Roti
4 servings
45 minutes
Roti is a traditional Indian flatbread that is an integral part of South Asian cuisine. Simple yet flavorful, it pairs well with spicy curries and vegetable dishes. Its delicate taste gains warmth from the addition of cumin, coriander, and turmeric. The flatbreads are cooked on a hot skillet with ghee, giving them a golden hue and a light crispy crust. Roti is perfect as a base for wrapping fillings or simply as an accompaniment to hot dishes. Historically, roti has been a symbol of home comfort and simplicity in preparation. With minimal ingredients and quick cooking time, they remain popular worldwide, delighting with their taste and versatility.

1
Mix flour with ground turmeric and coriander, add cumin, salt, pour in oil and water.
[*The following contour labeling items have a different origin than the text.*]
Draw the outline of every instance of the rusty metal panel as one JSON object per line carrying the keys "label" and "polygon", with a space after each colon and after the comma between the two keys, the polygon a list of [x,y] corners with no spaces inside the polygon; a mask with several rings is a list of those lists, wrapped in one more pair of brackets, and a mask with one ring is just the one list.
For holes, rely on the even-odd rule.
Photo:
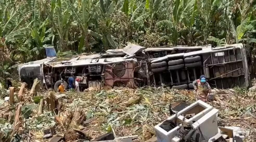
{"label": "rusty metal panel", "polygon": [[[122,67],[121,64],[123,64]],[[117,65],[119,66],[117,67]],[[120,68],[120,67],[121,67]],[[134,66],[132,62],[125,61],[105,65],[105,83],[109,86],[134,84]]]}

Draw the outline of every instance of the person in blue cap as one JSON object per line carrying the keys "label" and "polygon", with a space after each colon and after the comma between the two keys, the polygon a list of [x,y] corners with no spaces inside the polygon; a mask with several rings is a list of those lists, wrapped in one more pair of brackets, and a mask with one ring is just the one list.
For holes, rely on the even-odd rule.
{"label": "person in blue cap", "polygon": [[194,81],[193,86],[196,93],[197,100],[200,100],[205,102],[207,99],[212,99],[211,98],[212,97],[212,88],[209,84],[206,81],[206,78],[204,75],[201,75],[200,79]]}

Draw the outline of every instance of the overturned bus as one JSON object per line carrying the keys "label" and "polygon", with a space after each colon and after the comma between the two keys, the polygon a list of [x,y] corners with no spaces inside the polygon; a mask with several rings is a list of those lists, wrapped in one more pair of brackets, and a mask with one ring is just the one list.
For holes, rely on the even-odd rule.
{"label": "overturned bus", "polygon": [[192,88],[192,82],[202,74],[213,87],[247,87],[251,84],[242,44],[147,49],[130,44],[104,53],[66,58],[51,55],[19,66],[22,80],[31,86],[37,78],[42,85],[56,91],[62,82],[67,87],[71,73],[81,78],[82,89],[104,85]]}

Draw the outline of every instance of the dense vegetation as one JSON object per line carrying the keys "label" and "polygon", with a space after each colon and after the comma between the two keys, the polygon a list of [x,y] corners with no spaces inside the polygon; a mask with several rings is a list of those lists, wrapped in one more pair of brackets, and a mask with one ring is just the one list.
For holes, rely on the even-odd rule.
{"label": "dense vegetation", "polygon": [[15,64],[122,48],[256,42],[255,0],[0,0],[0,76]]}

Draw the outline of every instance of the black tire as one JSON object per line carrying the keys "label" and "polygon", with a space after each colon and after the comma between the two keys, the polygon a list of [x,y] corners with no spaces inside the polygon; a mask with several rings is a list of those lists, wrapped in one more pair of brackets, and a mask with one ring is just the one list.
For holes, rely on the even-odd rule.
{"label": "black tire", "polygon": [[170,71],[174,71],[181,69],[184,67],[184,64],[179,64],[174,66],[169,66],[168,69]]}
{"label": "black tire", "polygon": [[159,67],[165,67],[167,65],[167,63],[165,61],[163,61],[159,63],[155,63],[151,64],[151,68],[154,69]]}
{"label": "black tire", "polygon": [[171,60],[168,62],[168,65],[169,66],[183,64],[183,59],[179,59],[175,60]]}
{"label": "black tire", "polygon": [[63,81],[63,85],[64,85],[65,89],[67,89],[68,88],[68,83],[64,80],[62,81],[62,80],[60,80],[56,82],[54,85],[54,89],[55,90],[55,91],[59,92],[59,86],[60,85],[60,84],[61,84],[62,81]]}
{"label": "black tire", "polygon": [[173,86],[172,87],[172,89],[188,89],[188,85],[187,84],[182,84],[182,85],[177,85]]}
{"label": "black tire", "polygon": [[188,88],[189,88],[190,89],[194,89],[194,86],[193,85],[193,84],[192,83],[190,83],[188,84]]}
{"label": "black tire", "polygon": [[201,66],[202,65],[201,61],[193,63],[186,64],[185,65],[187,68],[194,68]]}
{"label": "black tire", "polygon": [[156,69],[152,69],[151,71],[154,73],[159,72],[166,70],[167,69],[167,67],[162,67],[160,68],[157,68]]}
{"label": "black tire", "polygon": [[199,56],[187,57],[184,59],[184,61],[186,63],[190,63],[201,60],[201,57]]}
Knead the dough for 10 minutes, wrap in film, and refrigerate for 30 minutes.
- Wheat flour: 300 g
- Salt: 1 teaspoon
- Vegetable oil: 1 tablespoon
- Water: 180 ml
- Ground coriander: 1 teaspoon
- Turmeric: 0.5 teaspoon
- Cumin seeds: 2 teaspoons
2
Divide the dough into 16 pieces, rolling each piece into a flatbread with a diameter of 16 cm.
3
Put 1 teaspoon of melted butter in a heated pan, spread it across the pan, then place the flatbread, frying one side for 1 minute, then the other.